Yaşamlarının çok büyük bir kısmında çalışan, yasanın önlerine koyduğu koşulları yerine getiren, primlerini kendi söylemleriyle “devlete emanet eden” çalışanların karşısına, devlet yaş haddini de getirerek azımsanmayacak bir kesimde büyük bir mağduriyet yarattı. Peki bu mağduriyet, nasıl ve ne zaman başladı?

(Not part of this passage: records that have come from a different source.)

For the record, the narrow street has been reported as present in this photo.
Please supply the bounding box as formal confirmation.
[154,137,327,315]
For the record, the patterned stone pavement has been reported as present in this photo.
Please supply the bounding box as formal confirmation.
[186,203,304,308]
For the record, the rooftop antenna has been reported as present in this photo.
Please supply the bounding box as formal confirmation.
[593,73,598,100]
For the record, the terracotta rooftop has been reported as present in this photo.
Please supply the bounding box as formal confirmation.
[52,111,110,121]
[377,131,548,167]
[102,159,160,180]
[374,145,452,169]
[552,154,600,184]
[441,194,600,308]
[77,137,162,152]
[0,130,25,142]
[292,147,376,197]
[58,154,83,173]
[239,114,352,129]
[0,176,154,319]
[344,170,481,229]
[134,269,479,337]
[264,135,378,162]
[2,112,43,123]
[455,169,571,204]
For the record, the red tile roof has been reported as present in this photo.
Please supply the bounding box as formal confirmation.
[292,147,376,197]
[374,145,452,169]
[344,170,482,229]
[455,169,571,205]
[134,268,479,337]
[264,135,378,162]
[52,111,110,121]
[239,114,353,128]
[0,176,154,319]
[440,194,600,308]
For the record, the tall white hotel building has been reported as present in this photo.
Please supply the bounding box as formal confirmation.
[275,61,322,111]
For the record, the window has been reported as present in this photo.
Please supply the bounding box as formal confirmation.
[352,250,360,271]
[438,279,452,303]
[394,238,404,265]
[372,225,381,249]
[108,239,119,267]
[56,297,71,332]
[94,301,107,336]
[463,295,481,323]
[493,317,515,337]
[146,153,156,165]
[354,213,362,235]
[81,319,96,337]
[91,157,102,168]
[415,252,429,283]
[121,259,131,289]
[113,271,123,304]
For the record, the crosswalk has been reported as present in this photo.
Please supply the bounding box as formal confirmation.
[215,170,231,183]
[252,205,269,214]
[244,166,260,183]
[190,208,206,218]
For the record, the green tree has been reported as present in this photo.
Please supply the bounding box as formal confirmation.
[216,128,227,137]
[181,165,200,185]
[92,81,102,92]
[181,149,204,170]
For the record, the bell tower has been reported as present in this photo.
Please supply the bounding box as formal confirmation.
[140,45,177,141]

Emeklilikte Yaşa Takılanlar Kimler?

Aslında tüm bu mağduriyetin başlangıcı 8 Eylül 1999 yılına dayanıyor. DSP-MHP-ANAP iktidarı 1999’da emeklilik koşullarını değiştiriyor. Bu tarihten önce emeklilik koşulları erkeklerde 25 yıl sigortalılık ve 5 bin gün prim; kadınlarda ise 20 yıl sigortalılık ve 5 bin gün prim iken ve bu koşulları sağlayanlar herhangi bir yaşta emekli olabiliyorken, DSP-MHP-ANAP iktidarı yasada değişikliğe giderek yaş şartı getiriyor ve prim gün sayısını da kademeli olarak artırıyor. 2006 yılında ise AKP iktidarı, emeklilikte hem prim hem yaş şartını daha da yükseltiyor. Emeklilik için yaş şartı getirilmesi nedeniyle hem primini hem sigortalılık süresini doldurmuş olan çok sayıda yurttaş henüz emeklilik yaşı gelmediği için emekli olamıyor.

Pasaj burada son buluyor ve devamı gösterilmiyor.